South Korean artist (born 1970)

Sanghee Song (born 1970) is a South Korean artist. Sanghee Song was born in Seoul in 1970. She attended Ewha Womans University, earning her BFA in painting in 1992 and her MFA in 1994. Her works challenge the myths and repetitive narrativity of virtuous women. For her 2004 video The National Theater, Song reenacted the assassination of Yuk Young-soo, wife of South Korean president Park Chung-hee.

From 2006 to 2007, Song was a resident at the Rijksakademie in Amsterdam. Song won the Hermès Foundation Missulsang, an annual award recognizing emerging Korean artists, in 2008, for her "animation work exploring environmental issues." Song is also the recipient of the 2017 Korea Artist Prize from the National Museum of Modern and Contemporary Art, Korea. Song participated in the 2016 Aichi triennale, the 2004 Busan Biennale, the 2006 Gwangju Biennale, and the 2006 São Paulo Art Biennial. Her work was featured in the 2007 Global Feminisms exhibition at the Brooklyn Museum.
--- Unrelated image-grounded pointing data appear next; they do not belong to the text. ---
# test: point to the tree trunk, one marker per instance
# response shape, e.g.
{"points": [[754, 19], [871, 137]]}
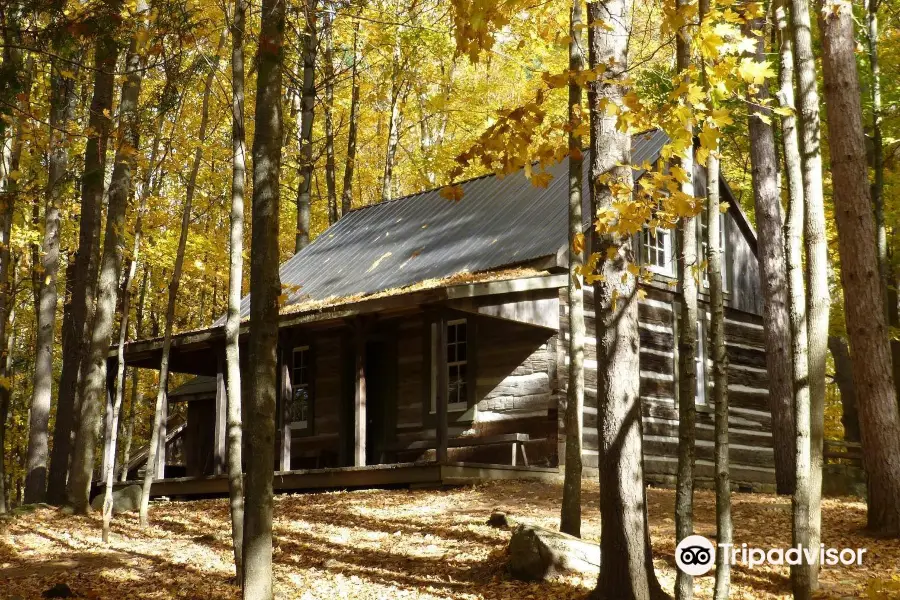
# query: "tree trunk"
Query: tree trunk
{"points": [[627, 567], [78, 491], [235, 277], [106, 53], [390, 154], [720, 376], [62, 94], [307, 117], [136, 396], [328, 68], [265, 288], [347, 192], [687, 340], [157, 445], [843, 377], [773, 274], [866, 325], [570, 518]]}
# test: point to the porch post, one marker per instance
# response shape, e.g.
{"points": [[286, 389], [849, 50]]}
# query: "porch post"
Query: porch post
{"points": [[286, 391], [220, 437], [441, 392], [359, 399], [163, 433]]}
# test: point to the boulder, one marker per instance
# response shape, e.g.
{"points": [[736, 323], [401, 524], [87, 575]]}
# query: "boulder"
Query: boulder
{"points": [[127, 499], [539, 554]]}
Song has had solo shows at the Seoul Museum of Art in 2021, Gallery ICON, Seoul; Pool, Seoul; FreeSpace PRAHA, Sapporo, Japan; and Insa Art Space, Seoul. Group shows include the Seoul Museum of Art, Hokkaido Museum of Modern Art, Sapporo; Sungkok Art Museum, Seoul; Total Museum of Contemporary Art, Seoul; KunstCentret Silkeborg Bad, Silkeborg, Denmark; Kunsthalle Darmstadt, Germany; and Leeum, Samsung Museum of Art, Seoul.